Hallman investigates modern day utopians in their natural habitats—communes, $30 billion megacities, bed and breakfasts in Italy, ships perpetually circling the world—in In Utopia (click here for review).

The deeper I got into the book, the more I saw utopian efforts everywhere. What do you you see in the mainstream?

The U.S. itself is arguably an achieved utopia. Many of the rights in our founding documents—freedom of speech, power-sharing government, right to firearms—are easy to find in earlier literature that was counted as utopian when it was produced. The mood of the 20th century was largely dystopian, thanks to the world wars and the Cold War, but a utopian mood is emerging. President Obama is fond of referring to the "American experiment" and the "more perfect union" the Constitution tasks us to achieve. You have to have a pretty tin ear not to hear the utopian echo of "more perfect."

Did you think about writing about "intentional communities" at the state level?

Yes, and this is how the idea of utopia begins to branch out. The book explores this in a section about the Slow Food movement and Italy. In attempting its own "globalization," the Slow Food movement, with chapters in more than 80 countries, is essentially trying an end run around the idea of the nation-state. The basic idea here is that "states" are drawn on ideological lines, not ecological lines.

You're very respectful (and plain fond) of so many of the utopians you write about. Were you surprised by your reaction to them?

I only expected to be critical of the gun utopia I visited—the gun school that hopes to build a master-planned community around its armories and shooting ranges—and while I tried to give them a fair shake, I didn't want to disguise my visceral reaction, which was pretty negative. As to the others, I felt that utopians fell on one of two paths—earnest or ironic—and I was interested in the earnest ones. The world has major problems that require grand, audacious solutions. The dystopian mood gives us a knee-jerk reaction to anything that seems too hopeful, too audacious. If we don't grow out of that, we're doomed.

Your subjects are so varied—do they share any common characteristics or is a yearning for utopia universal?

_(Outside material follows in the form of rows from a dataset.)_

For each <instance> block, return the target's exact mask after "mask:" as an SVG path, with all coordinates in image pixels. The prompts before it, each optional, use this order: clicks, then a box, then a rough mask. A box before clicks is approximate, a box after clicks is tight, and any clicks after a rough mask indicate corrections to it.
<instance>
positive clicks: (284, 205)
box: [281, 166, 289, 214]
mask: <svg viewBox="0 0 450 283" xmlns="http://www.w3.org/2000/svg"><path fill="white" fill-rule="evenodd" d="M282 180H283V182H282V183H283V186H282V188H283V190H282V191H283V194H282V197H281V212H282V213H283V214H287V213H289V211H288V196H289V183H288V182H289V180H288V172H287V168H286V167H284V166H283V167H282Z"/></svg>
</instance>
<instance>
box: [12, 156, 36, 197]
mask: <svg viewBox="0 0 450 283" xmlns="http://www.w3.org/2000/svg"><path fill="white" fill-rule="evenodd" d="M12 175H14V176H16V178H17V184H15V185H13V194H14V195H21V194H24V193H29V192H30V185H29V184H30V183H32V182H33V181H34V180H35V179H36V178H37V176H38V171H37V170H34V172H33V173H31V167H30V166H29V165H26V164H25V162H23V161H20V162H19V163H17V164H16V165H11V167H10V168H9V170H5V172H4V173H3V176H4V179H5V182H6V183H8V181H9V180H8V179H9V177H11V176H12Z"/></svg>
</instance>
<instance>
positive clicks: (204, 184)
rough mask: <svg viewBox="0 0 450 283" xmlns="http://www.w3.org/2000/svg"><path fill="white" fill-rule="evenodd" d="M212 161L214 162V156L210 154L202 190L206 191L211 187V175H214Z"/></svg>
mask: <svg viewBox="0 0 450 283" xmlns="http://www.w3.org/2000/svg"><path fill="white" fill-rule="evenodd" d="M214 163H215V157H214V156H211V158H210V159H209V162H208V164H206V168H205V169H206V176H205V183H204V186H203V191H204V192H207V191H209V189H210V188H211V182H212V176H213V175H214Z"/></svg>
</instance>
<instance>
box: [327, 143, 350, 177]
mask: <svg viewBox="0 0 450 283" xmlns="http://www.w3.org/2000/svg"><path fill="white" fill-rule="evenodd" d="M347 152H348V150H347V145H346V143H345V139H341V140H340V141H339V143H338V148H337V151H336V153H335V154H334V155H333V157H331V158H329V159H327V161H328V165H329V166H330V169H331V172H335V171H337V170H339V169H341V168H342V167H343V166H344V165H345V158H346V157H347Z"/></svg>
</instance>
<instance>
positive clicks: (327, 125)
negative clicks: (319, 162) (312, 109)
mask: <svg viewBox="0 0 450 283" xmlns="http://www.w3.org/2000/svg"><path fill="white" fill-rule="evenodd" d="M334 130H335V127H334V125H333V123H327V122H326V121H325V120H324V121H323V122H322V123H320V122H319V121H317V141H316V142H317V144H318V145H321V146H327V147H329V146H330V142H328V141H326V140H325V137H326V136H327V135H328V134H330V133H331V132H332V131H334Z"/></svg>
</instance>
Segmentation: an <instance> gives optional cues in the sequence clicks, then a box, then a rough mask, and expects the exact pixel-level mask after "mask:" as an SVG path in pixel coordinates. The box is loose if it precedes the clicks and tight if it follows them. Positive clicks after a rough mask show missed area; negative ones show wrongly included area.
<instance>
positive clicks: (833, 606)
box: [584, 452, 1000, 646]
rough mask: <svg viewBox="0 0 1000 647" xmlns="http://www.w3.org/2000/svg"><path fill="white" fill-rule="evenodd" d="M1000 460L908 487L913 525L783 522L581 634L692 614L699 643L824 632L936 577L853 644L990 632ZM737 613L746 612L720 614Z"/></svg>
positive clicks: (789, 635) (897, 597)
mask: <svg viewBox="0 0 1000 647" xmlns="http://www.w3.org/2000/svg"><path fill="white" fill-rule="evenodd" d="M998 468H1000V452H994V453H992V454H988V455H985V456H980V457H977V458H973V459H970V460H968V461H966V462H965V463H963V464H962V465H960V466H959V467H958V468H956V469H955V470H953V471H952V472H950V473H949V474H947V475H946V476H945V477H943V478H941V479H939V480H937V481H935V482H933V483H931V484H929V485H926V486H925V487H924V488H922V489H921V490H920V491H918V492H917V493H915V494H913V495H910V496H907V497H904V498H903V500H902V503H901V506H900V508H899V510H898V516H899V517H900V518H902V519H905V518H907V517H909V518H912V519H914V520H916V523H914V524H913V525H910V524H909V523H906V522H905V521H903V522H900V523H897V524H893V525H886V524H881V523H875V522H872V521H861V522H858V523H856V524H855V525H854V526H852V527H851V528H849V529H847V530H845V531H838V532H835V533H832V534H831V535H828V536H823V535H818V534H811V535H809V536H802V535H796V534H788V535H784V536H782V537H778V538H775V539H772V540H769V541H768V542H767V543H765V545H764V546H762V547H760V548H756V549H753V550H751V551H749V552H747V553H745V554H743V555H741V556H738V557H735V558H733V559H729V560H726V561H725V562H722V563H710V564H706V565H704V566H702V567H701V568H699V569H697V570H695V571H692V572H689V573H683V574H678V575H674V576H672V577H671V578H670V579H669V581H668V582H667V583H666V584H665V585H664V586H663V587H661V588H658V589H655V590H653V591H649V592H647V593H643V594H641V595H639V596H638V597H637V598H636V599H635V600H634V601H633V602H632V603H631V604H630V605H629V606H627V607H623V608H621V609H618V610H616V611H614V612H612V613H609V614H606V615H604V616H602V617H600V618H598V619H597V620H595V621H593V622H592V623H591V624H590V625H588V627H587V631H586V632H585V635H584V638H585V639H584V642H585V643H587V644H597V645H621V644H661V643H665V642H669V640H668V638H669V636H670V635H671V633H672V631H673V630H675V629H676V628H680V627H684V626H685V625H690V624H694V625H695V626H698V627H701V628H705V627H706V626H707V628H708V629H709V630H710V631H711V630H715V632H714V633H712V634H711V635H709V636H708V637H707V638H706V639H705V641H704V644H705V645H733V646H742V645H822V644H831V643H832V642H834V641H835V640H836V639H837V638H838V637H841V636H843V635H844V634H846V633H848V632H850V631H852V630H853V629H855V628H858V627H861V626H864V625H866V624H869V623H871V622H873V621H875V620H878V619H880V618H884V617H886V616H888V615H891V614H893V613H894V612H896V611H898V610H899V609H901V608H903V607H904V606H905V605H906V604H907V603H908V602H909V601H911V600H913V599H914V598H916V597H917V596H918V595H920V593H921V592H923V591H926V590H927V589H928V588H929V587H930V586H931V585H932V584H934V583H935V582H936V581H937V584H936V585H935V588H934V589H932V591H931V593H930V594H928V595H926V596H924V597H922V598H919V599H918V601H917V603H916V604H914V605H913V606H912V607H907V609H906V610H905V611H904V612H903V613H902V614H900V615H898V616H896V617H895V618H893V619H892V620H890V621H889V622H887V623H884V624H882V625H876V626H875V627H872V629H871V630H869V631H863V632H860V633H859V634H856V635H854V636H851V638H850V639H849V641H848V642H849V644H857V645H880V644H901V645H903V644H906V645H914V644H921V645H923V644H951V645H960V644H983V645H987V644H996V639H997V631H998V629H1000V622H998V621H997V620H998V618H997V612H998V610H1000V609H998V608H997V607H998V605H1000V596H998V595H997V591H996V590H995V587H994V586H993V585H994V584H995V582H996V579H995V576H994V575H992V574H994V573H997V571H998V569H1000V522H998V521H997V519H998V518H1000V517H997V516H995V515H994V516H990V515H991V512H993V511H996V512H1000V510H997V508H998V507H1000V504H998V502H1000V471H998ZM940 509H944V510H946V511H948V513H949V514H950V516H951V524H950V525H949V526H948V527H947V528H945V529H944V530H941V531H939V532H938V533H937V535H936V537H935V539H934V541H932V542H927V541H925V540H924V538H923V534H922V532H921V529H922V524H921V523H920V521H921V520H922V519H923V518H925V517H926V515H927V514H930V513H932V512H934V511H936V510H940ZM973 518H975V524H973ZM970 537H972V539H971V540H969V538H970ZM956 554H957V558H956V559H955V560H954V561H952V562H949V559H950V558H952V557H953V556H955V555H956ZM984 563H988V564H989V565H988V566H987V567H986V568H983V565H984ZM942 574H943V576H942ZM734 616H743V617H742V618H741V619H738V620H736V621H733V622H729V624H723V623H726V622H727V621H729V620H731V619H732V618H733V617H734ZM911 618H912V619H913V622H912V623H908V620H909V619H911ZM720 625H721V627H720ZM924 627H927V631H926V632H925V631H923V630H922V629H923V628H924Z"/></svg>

I noticed a lingering youthfulness, and a bullheaded resistance to reconciling oneself to a world less perfect than it might be. There was an inspiring selflessness. That these people often thought of themselves as failures for having failed to achieve the perfection they sought was tragic and moving. I took pains to demonstrate how earnest visions do, in fact, translate into progressive reality in one way or another. Utopian thought does make the world better—though the utopians themselves might be gone and forgotten before that impact is felt.